I’ll be on a panel at Pure Spec this weekend with the insightful and entertaining S.G. Wong and Rhonda Parrish. It’s called “Author Incognito” and is all about what it’s like to write with a pen name.
Having had my pen name for a relatively short period, there are a few things I’ve learned that might help you on your own cattle-cart ride through the ether.
When I switched to my pen name, I migrated my website and had to systematically remove mentions of my previous publications under a different name. I didn’t do this because I was ashamed of what I’d published. Not at all. I did it because I wanted to create a separate identity from my original one, and if I maintained all those ties, it would defeat the purpose of a pen name for me.
Authors have differing opinions in this regard. I might change my mind on this later, but for now this is where I sit.
An important requirement for me was to maintain different author and professional personas. In order to keep employment options open as a teacher, I had to minimize my online presence as much as possible (again, there are examples of author-teachers who ignore this, but I take a ‘prepare for the worst’ approach). This directly conflicted with the requirements of being an author: being accessible online, having a visible platform, and being a multi-national award-winning flame juggler.
This is what the pen name does for me: it allows me to keep these spheres separate, and make this cognitive dissonance possible. For the outside world, teacher-me barely has an online presence, while author-me will hopefully be part of a blooming utopian community of interested readers, creators, and acrobats.

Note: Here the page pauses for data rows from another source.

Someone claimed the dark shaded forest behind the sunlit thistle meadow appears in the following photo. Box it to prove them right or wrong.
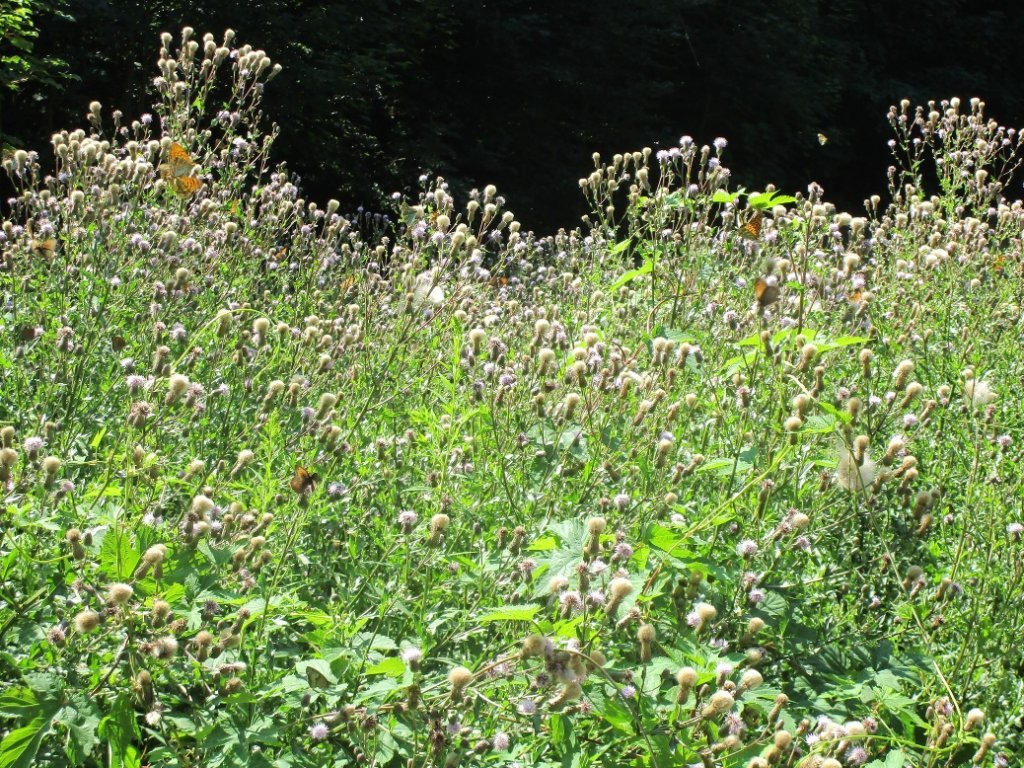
[0,0,1024,231]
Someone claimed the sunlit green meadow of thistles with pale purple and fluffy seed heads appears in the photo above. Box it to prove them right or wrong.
[0,30,1024,768]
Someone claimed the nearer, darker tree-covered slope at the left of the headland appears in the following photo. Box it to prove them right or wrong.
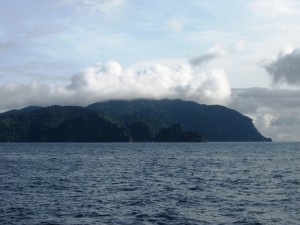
[0,106,130,142]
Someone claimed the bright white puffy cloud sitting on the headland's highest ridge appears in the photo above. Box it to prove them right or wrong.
[69,58,230,103]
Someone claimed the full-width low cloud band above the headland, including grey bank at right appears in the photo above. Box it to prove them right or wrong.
[0,56,300,141]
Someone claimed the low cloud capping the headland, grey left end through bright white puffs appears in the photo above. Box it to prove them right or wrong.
[0,57,231,111]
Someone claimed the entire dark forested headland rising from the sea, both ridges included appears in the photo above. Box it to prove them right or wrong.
[0,100,271,142]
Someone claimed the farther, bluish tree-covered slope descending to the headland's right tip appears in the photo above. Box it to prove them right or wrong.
[87,100,270,141]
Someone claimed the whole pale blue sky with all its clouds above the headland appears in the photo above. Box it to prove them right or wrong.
[0,0,300,141]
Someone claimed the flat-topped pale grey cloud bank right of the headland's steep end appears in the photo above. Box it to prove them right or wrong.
[228,88,300,141]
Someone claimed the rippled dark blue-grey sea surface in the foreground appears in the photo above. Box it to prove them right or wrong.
[0,143,300,225]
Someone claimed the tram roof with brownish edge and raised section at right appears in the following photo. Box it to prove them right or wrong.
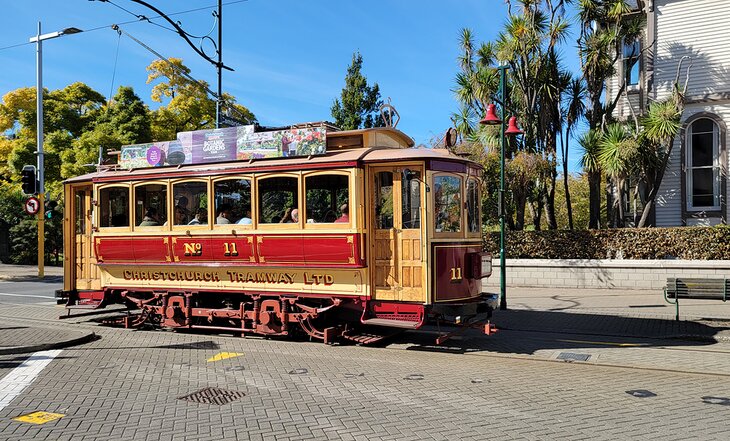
[65,128,477,183]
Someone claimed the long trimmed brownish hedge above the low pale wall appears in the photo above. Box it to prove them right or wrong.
[484,226,730,260]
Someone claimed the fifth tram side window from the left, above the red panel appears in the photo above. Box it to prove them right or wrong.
[258,176,299,224]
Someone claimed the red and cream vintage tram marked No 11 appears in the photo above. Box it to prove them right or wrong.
[59,123,497,343]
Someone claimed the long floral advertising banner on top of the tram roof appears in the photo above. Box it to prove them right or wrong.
[119,125,327,169]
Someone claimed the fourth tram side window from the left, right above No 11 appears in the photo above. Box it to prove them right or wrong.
[213,179,253,225]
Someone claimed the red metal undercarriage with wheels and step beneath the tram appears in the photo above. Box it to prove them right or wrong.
[78,290,426,344]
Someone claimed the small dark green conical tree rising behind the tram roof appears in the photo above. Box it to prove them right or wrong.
[331,52,385,130]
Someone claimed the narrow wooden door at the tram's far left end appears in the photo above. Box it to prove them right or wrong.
[69,185,101,290]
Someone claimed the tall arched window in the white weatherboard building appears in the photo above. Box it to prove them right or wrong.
[685,118,722,211]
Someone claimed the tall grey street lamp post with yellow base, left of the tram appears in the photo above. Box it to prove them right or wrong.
[29,22,81,279]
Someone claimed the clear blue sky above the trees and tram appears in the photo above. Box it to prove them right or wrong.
[0,0,578,168]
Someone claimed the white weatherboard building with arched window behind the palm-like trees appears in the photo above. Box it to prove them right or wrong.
[606,0,730,227]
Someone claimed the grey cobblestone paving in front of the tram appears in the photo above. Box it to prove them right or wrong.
[0,329,730,440]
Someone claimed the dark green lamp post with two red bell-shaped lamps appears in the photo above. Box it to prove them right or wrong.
[479,64,522,310]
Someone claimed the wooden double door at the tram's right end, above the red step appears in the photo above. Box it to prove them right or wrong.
[369,167,426,302]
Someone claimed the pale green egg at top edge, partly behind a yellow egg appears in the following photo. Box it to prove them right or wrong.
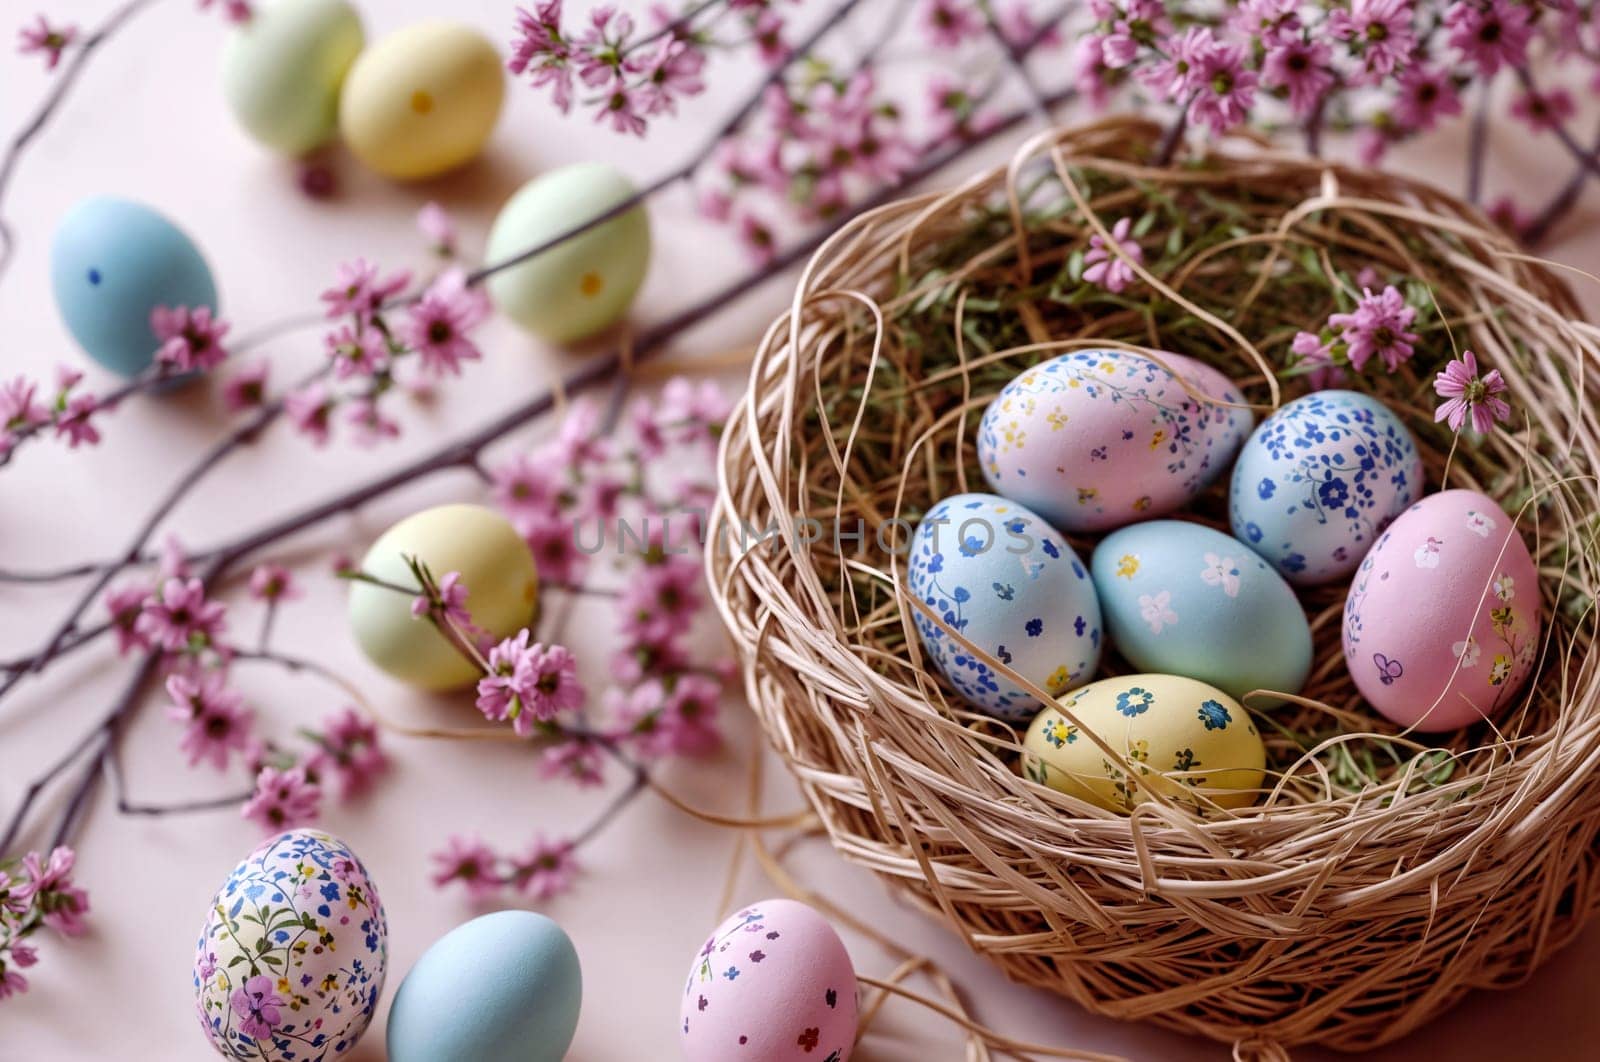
[222,0,366,155]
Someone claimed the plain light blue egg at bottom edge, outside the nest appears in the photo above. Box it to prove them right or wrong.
[389,910,582,1062]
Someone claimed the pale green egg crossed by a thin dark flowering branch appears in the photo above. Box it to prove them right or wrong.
[485,162,650,342]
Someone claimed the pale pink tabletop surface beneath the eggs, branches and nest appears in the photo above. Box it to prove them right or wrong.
[0,0,1600,1062]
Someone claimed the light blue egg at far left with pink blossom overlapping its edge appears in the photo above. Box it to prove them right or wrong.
[50,197,216,376]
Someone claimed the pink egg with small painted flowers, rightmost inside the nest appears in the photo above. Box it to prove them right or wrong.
[1344,491,1542,733]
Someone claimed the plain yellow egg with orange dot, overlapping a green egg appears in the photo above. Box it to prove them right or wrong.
[339,19,506,181]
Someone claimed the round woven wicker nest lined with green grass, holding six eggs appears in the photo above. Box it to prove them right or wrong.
[709,120,1600,1056]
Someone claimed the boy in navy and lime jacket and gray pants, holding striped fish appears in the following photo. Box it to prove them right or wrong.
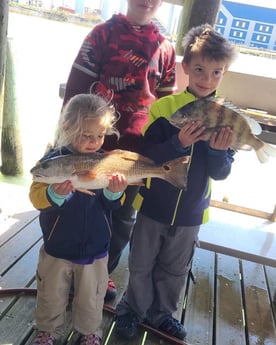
[115,25,235,339]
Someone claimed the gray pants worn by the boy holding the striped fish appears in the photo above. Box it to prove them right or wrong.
[117,213,200,327]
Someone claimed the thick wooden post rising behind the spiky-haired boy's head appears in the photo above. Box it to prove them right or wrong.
[176,0,221,55]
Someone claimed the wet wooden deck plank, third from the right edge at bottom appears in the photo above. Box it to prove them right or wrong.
[216,254,246,345]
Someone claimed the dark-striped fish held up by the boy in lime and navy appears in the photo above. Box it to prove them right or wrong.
[169,97,276,163]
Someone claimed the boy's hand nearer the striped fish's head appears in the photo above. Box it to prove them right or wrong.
[178,121,206,148]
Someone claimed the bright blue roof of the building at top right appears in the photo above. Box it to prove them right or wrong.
[223,1,276,24]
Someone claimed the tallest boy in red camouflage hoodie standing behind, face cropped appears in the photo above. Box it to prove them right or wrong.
[64,0,175,300]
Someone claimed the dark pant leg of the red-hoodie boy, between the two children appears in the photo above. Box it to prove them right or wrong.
[108,186,139,273]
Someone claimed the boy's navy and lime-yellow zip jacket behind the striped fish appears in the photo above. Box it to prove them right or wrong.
[134,92,234,226]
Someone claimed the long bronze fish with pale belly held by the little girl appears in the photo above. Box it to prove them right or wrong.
[30,150,188,194]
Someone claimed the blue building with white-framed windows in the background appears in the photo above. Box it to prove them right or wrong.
[216,0,276,50]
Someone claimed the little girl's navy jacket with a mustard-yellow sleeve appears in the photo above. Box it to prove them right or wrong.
[30,149,121,260]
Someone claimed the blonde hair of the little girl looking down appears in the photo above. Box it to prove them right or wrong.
[55,94,119,147]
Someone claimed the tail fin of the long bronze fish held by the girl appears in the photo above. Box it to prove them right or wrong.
[163,156,190,190]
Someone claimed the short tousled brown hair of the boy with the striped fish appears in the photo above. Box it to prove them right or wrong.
[182,24,237,67]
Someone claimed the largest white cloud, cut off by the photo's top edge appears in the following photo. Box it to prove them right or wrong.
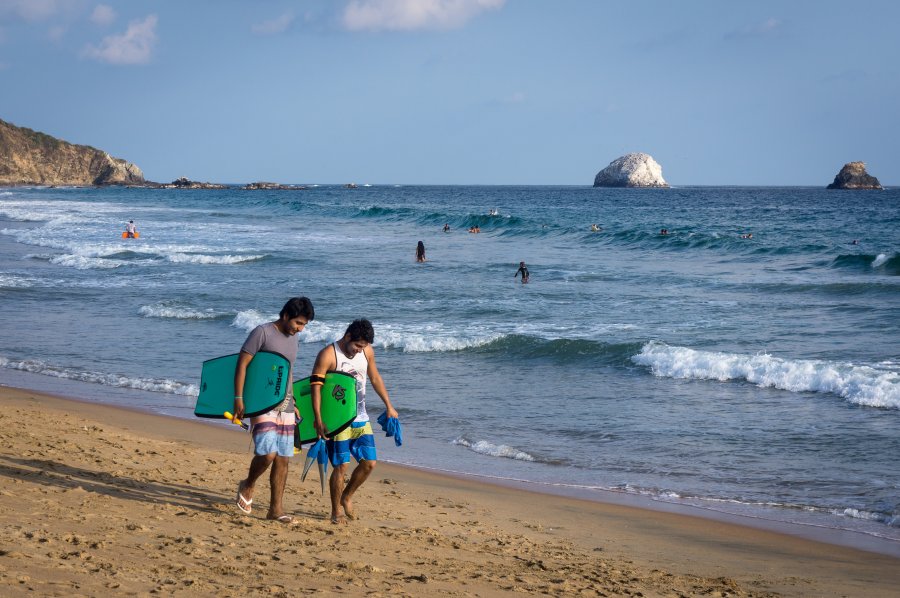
[342,0,506,31]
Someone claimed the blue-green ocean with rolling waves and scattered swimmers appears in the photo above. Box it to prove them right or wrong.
[0,185,900,546]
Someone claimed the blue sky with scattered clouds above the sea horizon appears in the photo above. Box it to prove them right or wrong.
[0,0,900,186]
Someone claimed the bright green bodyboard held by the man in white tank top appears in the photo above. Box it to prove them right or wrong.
[294,372,356,448]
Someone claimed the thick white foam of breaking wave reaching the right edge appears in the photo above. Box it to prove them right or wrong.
[631,341,900,409]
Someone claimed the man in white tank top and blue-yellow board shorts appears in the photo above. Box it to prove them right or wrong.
[310,320,398,523]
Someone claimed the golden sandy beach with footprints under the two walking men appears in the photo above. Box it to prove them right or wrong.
[0,388,900,596]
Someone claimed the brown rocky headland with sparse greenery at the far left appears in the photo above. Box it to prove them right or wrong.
[0,120,145,186]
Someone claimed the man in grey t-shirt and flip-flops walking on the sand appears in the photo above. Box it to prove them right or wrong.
[233,297,315,523]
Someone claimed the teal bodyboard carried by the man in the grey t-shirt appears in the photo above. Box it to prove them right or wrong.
[194,351,291,418]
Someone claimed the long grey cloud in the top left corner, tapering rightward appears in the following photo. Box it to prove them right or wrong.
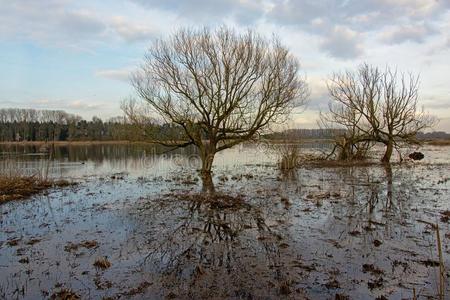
[0,0,155,48]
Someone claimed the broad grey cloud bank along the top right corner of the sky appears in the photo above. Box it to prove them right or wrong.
[266,0,450,58]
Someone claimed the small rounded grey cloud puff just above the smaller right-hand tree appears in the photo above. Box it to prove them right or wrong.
[321,26,364,59]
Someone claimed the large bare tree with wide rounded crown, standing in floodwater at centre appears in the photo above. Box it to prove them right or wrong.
[132,28,307,192]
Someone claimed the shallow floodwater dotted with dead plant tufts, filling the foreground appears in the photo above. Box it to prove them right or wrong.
[0,145,450,299]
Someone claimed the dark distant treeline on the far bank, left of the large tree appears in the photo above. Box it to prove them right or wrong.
[0,108,180,142]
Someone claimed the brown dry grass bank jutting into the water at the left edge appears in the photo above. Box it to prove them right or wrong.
[0,175,72,204]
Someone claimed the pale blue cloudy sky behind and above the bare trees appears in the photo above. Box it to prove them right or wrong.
[0,0,450,132]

I’m not going to lie. It was hard to “say goodbye” to my previous publications by removing their presence from the website. It felt like, in many ways, those words hadn’t mattered. In those moments, I try to remind myself that they did, they have, and they will. I try to reframe the situation as an opportunity to start fresh with many years (decade(s)?) of experience under my belt.
The other issue is whether or not I can be happy not seeing my real name on the page when a work is published. Can my ego, delicate after continuous rejection, handle not getting credit when I finally pass the gatekeepers? For me, that was why the creation of the pen-name had to contain so much of me. I entertained the notion of a random name, but nothing really felt a part of me, even when I’d try to roll the names around in my head for several days. In the end, I had to choose something that was an amalgam of things I identified with.
Part of this creation involved getting feedback from others. People I trust and respect told me it was important for my author name to be easy to spell, pronounce and remember. There is definitely some cultural bias in that suggestion, but I can see its merits nonetheless. In the end, I opted for the name you see before you. I believe that it meets my need to see myself on the page, though it is and always will be a little different from seeing my real name there.
Before anyone asks, no, my name was not at all intended to be reminiscent of Joe Haldeman. Although I did love The Forever War.
That’s my take on pen names, for now. Now get back to cultivating the circus of your own split-personality lives.